Friday, April 20, 2007


I have to admit I found the photos of the man responsible for the tragedy at Virginia Tech very disturbing. It was just too horrible to look at that bland face and those cold, dead eyes and to see him handling that gun like he thinks he's some kind of action movie hero. And of course you can't help but realize that that image was the last thing so many beautiful, innocent young people saw--it's just too awful. It scares me to think how many people looking at those photos are getting some kind of ghoulish thrill out of them.

It's even more disturbing is to listen the dialogue that has since ensued concerning gun control--the kind of dialogue you expect to hear after a tragedy like this-and to hear the rhetoric from gun shop owners and the NRA fanatics, who say this tragedy wouldn't have happened if more people had guns. Huh? So then I guess their vision of a Utopian society is where everybody's packing (legally, course) and anyone can just pull out a piece and shoot the bad guys whenever necessary. And gun battles in the streets are supposed to feel make us safer? Kind of blows your mind.

But the most disturbing thing of all is that after two days of looking at those sick photos, they don't frighten me nearly as much any more. It's scary how quickly you can get used to unspeakable horror.

Saturday, April 14, 2007

Day 2-The Blogging Goes On

Time to blog. It's tough to come up with a subject to write about every day. I discovered this when I wrote a humor column for my college newspaper. The first few were easy, but then the pressure was on and it was a struggle coming up with interesting, funny topics that would entertain and inform. I eventually stooped to writing rants about the crummy food in the school cafeteria. Let's hope it's easier this time.

I've been writing the same novel for a very long time--11 years--no one can say I don't stick with a project once I start it. It's a very long novel, but it should never have taken me this long. Life is always getting in the way--work, family, American Idol. And, of course, this blog is a very good way to procrastinate.

My novel is a fantasy novel. (Think Lord of the Rings with a girl as the main character and no elves or hobbits.) I like writing fantasy because I like stories that involve imagination, that ask the question, "what if?" Basically I'm just a big daydreamer. Fantasy and science fiction stories are great because they allow you to explore serious topics outside of the bounds of reality and without preconceived notions about how about something is supposed to work.

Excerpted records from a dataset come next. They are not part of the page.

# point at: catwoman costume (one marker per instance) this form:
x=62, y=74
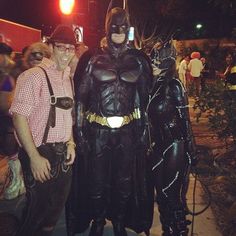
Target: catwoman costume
x=173, y=143
x=111, y=100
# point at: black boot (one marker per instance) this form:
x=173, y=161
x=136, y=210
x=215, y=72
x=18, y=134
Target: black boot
x=119, y=229
x=97, y=228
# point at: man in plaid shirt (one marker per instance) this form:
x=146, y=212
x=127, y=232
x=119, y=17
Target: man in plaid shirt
x=42, y=115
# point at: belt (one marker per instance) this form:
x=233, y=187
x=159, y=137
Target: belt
x=113, y=121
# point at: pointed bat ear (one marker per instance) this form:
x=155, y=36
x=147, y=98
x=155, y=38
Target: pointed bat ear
x=110, y=6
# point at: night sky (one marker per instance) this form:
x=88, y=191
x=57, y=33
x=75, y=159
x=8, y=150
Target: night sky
x=45, y=15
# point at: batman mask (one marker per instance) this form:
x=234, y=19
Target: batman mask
x=117, y=27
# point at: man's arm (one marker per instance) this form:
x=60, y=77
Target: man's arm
x=70, y=157
x=40, y=166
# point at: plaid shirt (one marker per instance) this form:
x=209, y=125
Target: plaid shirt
x=32, y=99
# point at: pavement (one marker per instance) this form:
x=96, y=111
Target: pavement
x=204, y=224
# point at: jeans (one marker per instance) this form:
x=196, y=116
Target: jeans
x=45, y=200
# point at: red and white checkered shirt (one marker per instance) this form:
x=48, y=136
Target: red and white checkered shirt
x=32, y=99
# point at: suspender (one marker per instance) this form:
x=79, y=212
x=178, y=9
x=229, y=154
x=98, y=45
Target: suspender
x=52, y=112
x=60, y=102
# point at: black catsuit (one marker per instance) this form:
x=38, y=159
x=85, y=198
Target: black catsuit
x=174, y=147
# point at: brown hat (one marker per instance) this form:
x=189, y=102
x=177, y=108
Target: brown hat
x=63, y=34
x=5, y=49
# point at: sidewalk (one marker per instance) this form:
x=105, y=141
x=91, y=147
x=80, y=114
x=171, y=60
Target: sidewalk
x=204, y=224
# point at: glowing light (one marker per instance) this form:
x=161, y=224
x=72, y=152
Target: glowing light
x=66, y=6
x=199, y=26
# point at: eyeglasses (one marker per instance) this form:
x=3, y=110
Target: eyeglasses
x=63, y=48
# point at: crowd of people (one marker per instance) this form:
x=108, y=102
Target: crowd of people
x=99, y=133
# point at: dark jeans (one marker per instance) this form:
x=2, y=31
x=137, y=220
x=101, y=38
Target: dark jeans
x=45, y=200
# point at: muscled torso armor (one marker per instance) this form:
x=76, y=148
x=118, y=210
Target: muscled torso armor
x=112, y=84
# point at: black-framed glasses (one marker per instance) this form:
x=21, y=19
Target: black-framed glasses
x=63, y=48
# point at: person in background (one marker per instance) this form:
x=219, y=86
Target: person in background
x=42, y=115
x=8, y=144
x=195, y=67
x=229, y=65
x=183, y=66
x=204, y=73
x=230, y=76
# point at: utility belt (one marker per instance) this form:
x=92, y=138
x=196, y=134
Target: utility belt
x=113, y=121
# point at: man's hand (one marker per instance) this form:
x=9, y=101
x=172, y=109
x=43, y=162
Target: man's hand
x=70, y=157
x=40, y=168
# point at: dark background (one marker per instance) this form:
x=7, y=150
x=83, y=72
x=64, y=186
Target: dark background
x=167, y=16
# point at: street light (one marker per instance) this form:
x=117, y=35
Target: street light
x=66, y=6
x=198, y=26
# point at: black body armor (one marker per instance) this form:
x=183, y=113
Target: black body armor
x=172, y=143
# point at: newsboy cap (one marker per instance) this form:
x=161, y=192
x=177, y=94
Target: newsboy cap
x=5, y=49
x=63, y=34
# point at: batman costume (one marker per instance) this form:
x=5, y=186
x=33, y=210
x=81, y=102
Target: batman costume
x=111, y=99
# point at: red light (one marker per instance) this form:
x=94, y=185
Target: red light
x=66, y=6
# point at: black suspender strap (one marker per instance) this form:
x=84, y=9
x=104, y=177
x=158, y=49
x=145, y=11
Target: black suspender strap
x=52, y=112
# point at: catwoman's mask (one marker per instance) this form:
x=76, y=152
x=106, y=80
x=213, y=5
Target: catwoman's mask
x=117, y=27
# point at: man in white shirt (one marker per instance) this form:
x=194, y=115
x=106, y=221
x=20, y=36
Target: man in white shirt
x=195, y=67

I already told you I love history. Writing fantasy is like creating my own history.

Friday, April 13, 2007


This is the inaugural voyage of my blog. I've never blogged before so I suppose I will have to start slow. I don't know what this blog will be about or what I really want to say. Right now, this is a voyage of discovery. I hope that you will join me as I try put words to feelings and feelings to words.

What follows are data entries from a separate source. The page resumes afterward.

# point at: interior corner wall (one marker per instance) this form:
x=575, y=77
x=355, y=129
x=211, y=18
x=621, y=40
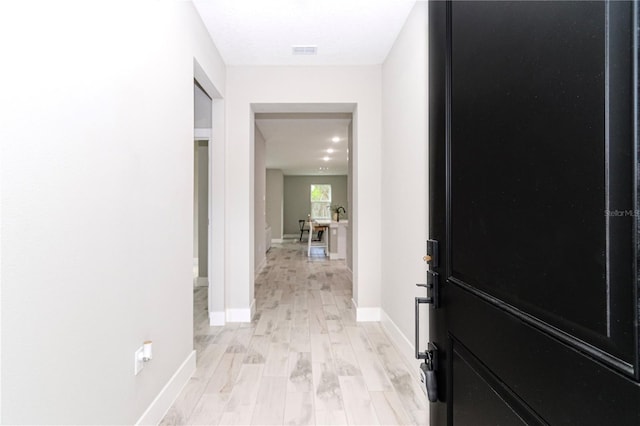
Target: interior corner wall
x=297, y=197
x=247, y=85
x=405, y=159
x=350, y=197
x=259, y=200
x=97, y=204
x=274, y=202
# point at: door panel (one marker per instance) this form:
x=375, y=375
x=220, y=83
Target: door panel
x=528, y=145
x=533, y=200
x=471, y=389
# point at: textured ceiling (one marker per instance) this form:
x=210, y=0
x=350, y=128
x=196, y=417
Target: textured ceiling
x=298, y=143
x=262, y=32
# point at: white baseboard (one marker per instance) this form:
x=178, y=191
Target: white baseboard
x=241, y=315
x=217, y=318
x=401, y=342
x=366, y=314
x=161, y=404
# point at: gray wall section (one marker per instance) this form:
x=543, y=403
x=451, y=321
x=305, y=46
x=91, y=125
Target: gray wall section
x=203, y=207
x=259, y=202
x=350, y=198
x=274, y=202
x=202, y=108
x=297, y=203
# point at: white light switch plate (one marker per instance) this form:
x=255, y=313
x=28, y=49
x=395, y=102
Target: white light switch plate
x=138, y=362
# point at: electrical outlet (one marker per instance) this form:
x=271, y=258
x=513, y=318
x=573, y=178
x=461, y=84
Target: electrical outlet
x=138, y=362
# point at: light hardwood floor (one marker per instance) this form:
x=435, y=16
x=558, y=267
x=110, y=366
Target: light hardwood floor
x=303, y=360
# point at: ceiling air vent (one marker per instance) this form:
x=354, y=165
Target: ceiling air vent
x=305, y=50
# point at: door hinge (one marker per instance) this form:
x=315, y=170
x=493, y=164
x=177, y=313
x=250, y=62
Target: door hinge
x=433, y=290
x=432, y=257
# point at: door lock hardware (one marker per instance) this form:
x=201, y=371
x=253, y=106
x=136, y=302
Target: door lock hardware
x=432, y=283
x=428, y=372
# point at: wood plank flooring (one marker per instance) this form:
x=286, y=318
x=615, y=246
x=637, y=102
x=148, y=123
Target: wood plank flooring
x=303, y=360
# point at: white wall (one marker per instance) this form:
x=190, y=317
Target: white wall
x=404, y=175
x=259, y=204
x=360, y=85
x=274, y=202
x=97, y=183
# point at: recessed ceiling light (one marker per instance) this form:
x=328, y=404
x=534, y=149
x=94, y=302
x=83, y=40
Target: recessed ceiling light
x=304, y=49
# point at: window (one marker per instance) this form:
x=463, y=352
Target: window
x=320, y=201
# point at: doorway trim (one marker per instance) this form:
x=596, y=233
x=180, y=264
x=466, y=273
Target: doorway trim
x=216, y=297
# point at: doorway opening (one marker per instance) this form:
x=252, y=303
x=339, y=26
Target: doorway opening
x=201, y=213
x=296, y=146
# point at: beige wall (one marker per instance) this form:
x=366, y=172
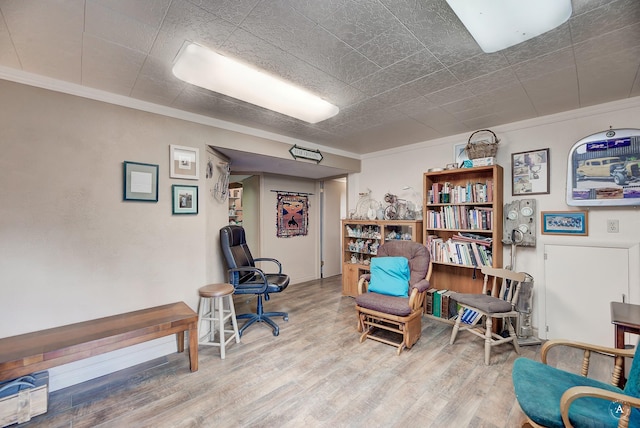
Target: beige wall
x=72, y=250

I am a writer--or at least that's what I hope it will say on my business cards one day--but life has been too crazy lately--my dad passed away last month--I have to go into the hospital for an operation in the next few weeks--so I haven't been writing at all. I'm very rusty and this blog is my way of stretching those writing muscles again. I hope it will help me find my voice.

My other interests are current events and history. I would like this blog to be a running commentary on modern life, with all of its pitfalls and pratfalls. I'd like it to be a reflection of how events of the past influence where we are today.

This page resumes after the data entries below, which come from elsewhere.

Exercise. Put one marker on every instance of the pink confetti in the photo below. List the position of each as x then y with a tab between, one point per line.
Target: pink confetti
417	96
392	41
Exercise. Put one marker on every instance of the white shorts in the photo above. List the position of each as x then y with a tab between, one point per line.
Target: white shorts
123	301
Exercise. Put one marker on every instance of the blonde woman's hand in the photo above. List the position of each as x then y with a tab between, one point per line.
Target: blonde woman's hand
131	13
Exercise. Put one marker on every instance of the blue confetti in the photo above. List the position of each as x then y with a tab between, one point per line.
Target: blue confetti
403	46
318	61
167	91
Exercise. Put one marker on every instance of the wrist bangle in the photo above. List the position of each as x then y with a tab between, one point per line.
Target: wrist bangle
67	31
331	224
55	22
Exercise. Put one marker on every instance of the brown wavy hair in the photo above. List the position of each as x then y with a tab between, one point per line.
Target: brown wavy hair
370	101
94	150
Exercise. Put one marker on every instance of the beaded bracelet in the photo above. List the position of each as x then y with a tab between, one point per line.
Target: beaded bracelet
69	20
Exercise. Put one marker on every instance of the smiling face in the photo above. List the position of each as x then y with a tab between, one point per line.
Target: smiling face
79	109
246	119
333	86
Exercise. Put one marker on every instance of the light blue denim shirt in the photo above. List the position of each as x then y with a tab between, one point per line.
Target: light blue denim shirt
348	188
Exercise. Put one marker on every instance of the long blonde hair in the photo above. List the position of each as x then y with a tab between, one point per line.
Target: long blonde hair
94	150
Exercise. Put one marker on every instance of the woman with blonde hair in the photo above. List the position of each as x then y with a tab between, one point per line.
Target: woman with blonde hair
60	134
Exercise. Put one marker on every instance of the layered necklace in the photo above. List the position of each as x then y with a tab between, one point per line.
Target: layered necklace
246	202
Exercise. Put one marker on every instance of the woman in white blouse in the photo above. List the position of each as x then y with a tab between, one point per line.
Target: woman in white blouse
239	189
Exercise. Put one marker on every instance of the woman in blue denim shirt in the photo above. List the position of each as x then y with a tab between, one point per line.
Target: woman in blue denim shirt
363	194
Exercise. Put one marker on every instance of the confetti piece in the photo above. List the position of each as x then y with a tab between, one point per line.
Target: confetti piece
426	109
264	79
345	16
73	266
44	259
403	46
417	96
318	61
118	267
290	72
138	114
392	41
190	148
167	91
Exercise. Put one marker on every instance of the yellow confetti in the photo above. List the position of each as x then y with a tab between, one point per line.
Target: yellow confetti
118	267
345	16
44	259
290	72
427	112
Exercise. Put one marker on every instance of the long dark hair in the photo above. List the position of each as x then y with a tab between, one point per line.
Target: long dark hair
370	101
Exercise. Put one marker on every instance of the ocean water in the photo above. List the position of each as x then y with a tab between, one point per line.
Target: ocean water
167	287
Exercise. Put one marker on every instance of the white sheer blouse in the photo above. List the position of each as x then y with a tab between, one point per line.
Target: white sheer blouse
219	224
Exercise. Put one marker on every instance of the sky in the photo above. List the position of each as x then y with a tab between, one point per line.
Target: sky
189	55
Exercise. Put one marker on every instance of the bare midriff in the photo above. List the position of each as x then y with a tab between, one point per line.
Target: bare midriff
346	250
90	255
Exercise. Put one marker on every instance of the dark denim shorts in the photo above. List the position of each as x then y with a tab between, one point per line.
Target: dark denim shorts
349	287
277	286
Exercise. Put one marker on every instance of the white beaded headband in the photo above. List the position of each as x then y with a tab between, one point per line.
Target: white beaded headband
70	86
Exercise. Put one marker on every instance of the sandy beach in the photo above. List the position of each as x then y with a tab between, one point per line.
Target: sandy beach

Perhaps this is too ambitious and all-encompassing. If it is, I may have to split off and create other blogs. I'm very excited. It's been a long time since I allowed myself any free flow creativity.

My Eureka moment: The other day I came to the realization that I should never be afraid to write the truth--even if its painful or embarrassing. Writers must hold up a mirror, even if people gazing into it don't like what they see. I've always known this but I've never before felt it on a visceral level.

Thanks for reading this.

Catch Phrases:

"Stories, like conjuring tricks, are invented because history is inadequate to our dreams."
From"Eisenheim the Illusionist" by Steven Milhauser

"...Come, I will teach you the death of roses, the emptiness of orgasms in sun-flooded loveless rooms."